Using transparent code words, sex workers advertise themselves on popular classified ads sites such as Craigslist, with its obviously questionable "Erotic Services" category.
Or they cruise the sites' dating sections, such as Craigslist's "Casual Encounters", to proffer paid attention to the lonely. An entire codebook has evolved online to express the various forms of contraband offered:
Cracking the Craigslist Code
420: marijuana
Bareback: unprotected sex
Discreet: if a practitioner promises secrecy, there's probably something unsavory or illegal going on
Donations: refers to a sex worker's fee
English: BDSM: bondage, discipline, sadism, masochism
Erotic massage: massage with, typically, a "happy ending" at the very least
Erotic services: massage, escorts ... and usually some level of sexual contact
Escorts: theoretically dates for hire, but escorts usually offer or will negotiate sex too
Extras: sex acts to be negotiated
French: oral sex
French lesson: prostitution
Full-service massage: sex
Greek: anal sex
In-call: indicates the customer must go to the worker's place of business or hotel
Out-call: indicates the worker will go to the customer's location
Party and Play, or pnp: sex and drugs, usually methamphetamine
Party favors: drugs
Roman: group sex
Roses: dollars; refers to a sex worker's fee
Sensual: there's a fine line between sensual and sexual, and many Craigslist vendors cross it
Shrubs: Marijuana
Skiing: using cocaine
Skittles: ecstasy
Snow: cocaine
Tina, or Tina Turner: crystal methamphetamine
Without an interpreter: unprotected sex
Even more troubling, predators can take advantage of the site's anonymity to lure their prey, either the naively innocent or the vulnerably culpable, with false ads.

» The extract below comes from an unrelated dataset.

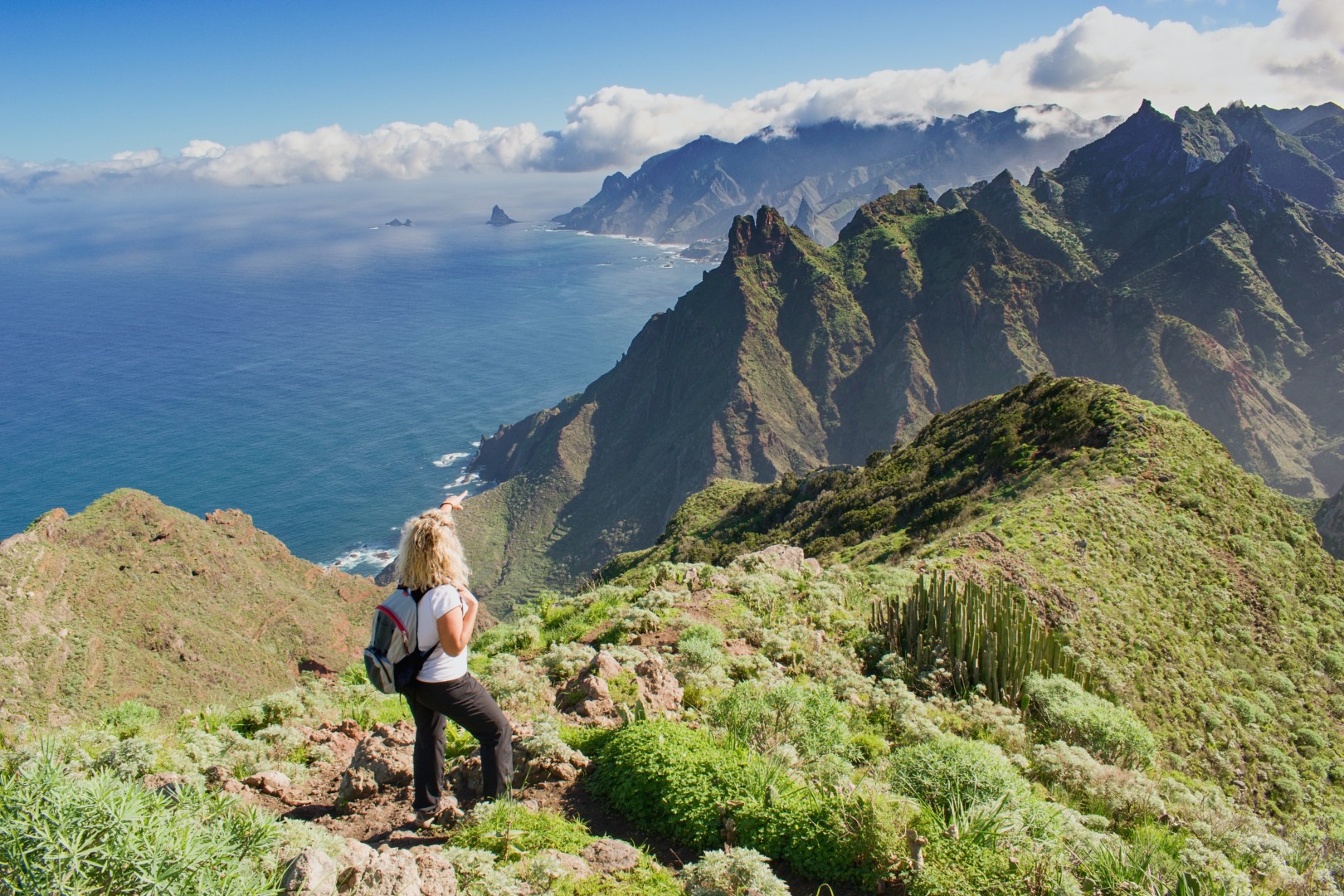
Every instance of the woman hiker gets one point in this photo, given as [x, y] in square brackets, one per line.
[431, 562]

In the pages that follow, we'll explore the Internet's dangerous back alley by looking at three recent deadly encounters all initiated on Craigslist:
- Philip Markoff allegedly robbed at least three online-advertising sex workers, killing young one woman in Boston.
- New York journalist George Weber was murdered after looking for sex online, allegedly by a young hustler.
- Michael Anderson posed as a young mother looking for a nanny to lure unsuspecting Katherine Olson to her death in suburban Minnesota.
Law enforcement officials across the US are calling for the site to crack down on its illegal trade or be shut down.